Como disse Pedro "não tenho ouro nem prata, mas isso que tenho lhe dou".
*
P.S. - Ia citar o versículo, mas lembrei que basta pesquisar na net e ver quando e como Pedro disse isso. A informação está cada vez mais acessível.
Eu continuo convicto de que, nada fazendo para mudar os rumos de nossa sociedade, encaminhamo-nos automaticamente é... para a extinção!
As consequências das alterações climáticas já começam a fazer-se sentir e vão intersificar-se cada vez mais. O mínimo que deveríamos ter feito, há décadas, é proibir o uso de combustíveis fósseis no transporte individual.
Nem isto fomos capazes de fazer, porque as multinacionais preferiram impor-nos tragédias futuras do que abrirem mão do seu lucro no presente. E os governos são impotentes face ao poder econômico.

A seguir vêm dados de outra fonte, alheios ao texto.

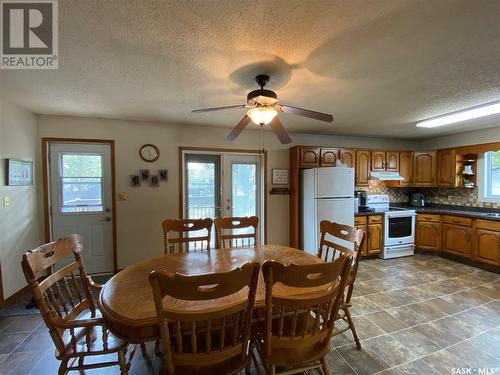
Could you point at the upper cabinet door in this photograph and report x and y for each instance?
(392, 161)
(424, 168)
(446, 168)
(348, 157)
(328, 157)
(362, 167)
(405, 168)
(309, 157)
(378, 160)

Vem daí que, mesmo se tomarmos as providências corretas agora, passaremos muitos anos fustigados por catástrofes que foram engatilhadas lá atrás. E quanto mais refugarmos, mais ameaçados estaremos de não haver mais como sobrevivermos a elas.
Quanto ao fato de que, de todos os comandantes da frotilha soviética e todos os pilotos estadunidenses terem obedecido às ordens superiores, nenhum deles iniciando o conflito que num piscar de olhos se generalizaria, foi uma moeda que caiu em pé.
Se fosse buscar uma explicação para isso, eu preferiria acreditar que "Deus pai todo poderoso" foi quem travou seus dedos quando a coceirinha de apertar o botão do disparo aumentava.
Pois teoria dos jogos nenhuma explica por que, na mais dramática das ocasiões, pessoas submetidas a tamanha tensão conseguiram, cada uma delas, manter o autocontrole. Bastaria uma única ter perdido a cabeça e não estaríamos travando este debate.